Jamie’s firm almost never did criminal work, and in the normal course of things, it would have passed this case along to another firm. But this firm’s speciality was preparation. Its lawyers always knew more than the opposing counsel. Their documents were better indexed; their arguments were supported by more citations. This case was particularly complex, but Jamie had thoroughly mastered its intricacies. Although none of the clients trusted one another anymore, they all trusted Jamie. So, even though they were each lawyering up individually, they wanted Jamie to be lead counsel.

At first he relished the challenge, but he had soon remembered why he had always avoided criminal work. In a criminal trial, a jury does want there to be a good guy and a bad guy. Furthermore, this case was getting considerable publicity, and the media personalizes everything in a way that Jamie couldn’t stand.
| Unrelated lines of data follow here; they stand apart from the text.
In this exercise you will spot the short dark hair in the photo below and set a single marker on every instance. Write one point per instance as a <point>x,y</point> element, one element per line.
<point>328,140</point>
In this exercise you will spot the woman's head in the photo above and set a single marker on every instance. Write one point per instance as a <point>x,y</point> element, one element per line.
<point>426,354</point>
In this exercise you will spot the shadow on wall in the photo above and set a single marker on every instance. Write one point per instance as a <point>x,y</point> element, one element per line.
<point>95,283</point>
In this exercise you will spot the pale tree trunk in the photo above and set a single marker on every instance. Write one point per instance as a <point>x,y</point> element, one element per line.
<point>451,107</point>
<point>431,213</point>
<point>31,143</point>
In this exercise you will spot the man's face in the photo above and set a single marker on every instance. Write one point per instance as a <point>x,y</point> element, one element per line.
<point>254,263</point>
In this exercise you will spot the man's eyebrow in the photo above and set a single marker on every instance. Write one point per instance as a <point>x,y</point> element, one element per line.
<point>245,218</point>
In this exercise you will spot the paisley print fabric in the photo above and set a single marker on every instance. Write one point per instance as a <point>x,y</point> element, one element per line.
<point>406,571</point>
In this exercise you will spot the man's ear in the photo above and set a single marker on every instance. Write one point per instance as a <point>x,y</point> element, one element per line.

Complex accounting procedures do not interest
People
magazine. An unflattering picture of someone’s expensively dressed second wife getting into an expensive car … now that’s clear evidence of criminal wrongdoing.

On the Monday after Thanksgiving,
Jamie went down to Houston for more pretrial work, and as we had agreed, I sat down and filled out the kids’ Sidwell applications. Erin had to write an essay. When she handed it to me, it was folded and she was glaring. I was not to change a word.

I disciplined myself not to read it until she had left for school. It was about her cousin, my brother’s son, the professional poker player. She wrote about how he could do any mathematical equation in his head and about how well he had explained probability to her. She wondered why he wasn’t going to college if he was so smart.

It read like a first draft. Her ideas were interesting, but she kept circling back as she thought more about each issue. She did have a strong thesis, but it was in her conclusion because it hadn’t occurred to her until then.

I know my weaknesses. If this had been a college application or if I had felt that the honor of our family was riding on the children going to Sidwell, I would have “edited” this essay, reordering the argument and fixing the sentence fragment that was glaring, zitlike, out of the third paragraph. Families who had hired tutors to prepare their twelve-year-olds for the SSATs were doing just that. Their kids’ essays wouldn’t have any sentence-fragment zits in them.

But I couldn’t imagine ever taking Erin and Thomas out of Alden. So I refolded Erin’s essay and added it unchanged to her application.

Tuesday I filed a request with the Alden registrar to have the kids’ transcripts sent to Sidwell. The following day I got an e-mail from Chris Goddard asking to see me the next time I was at school, offering to come down to either the lower or the middle school. I was helping with a writer’s workshop in the second grade on Thursday, so I e-mailed back, adding that I could come to his office at the high school.

Which was a mistake. His beautiful office with its high ceilings and gracious windows was freezing. He was, not surprisingly, dressed in a heavy sweater and a thick tweed blazer.

“No wonder you offered to meet me at the lower school,” I said. “It’s so cold in here. How do you stand it?”

“Because it’s useful. Any time I want a meeting short, I hold it here. People become remarkably efficient.”

My stupidly girlish vanity was pleased that he had been willing to meet me elsewhere. “I suppose you’re wanting to know why we are applying to Sidwell.”

He looked momentarily puzzled. Clearly that hadn’t been why he had wanted to see me. “Actually not. We believe families should explore all their options.”

That sounded canned. “Did you read that on a greeting card?”

“No. I wrote it on the back of my hand.” He hooked his shirt cuff aside as if to show me the lettering. His hand was narrower than Jamie’s, his fingers were longer and more tapering, and needless to say, there was nothing written on it. “What they say in the lower school is that your husband is a Quaker and so this is a bit pro forma.”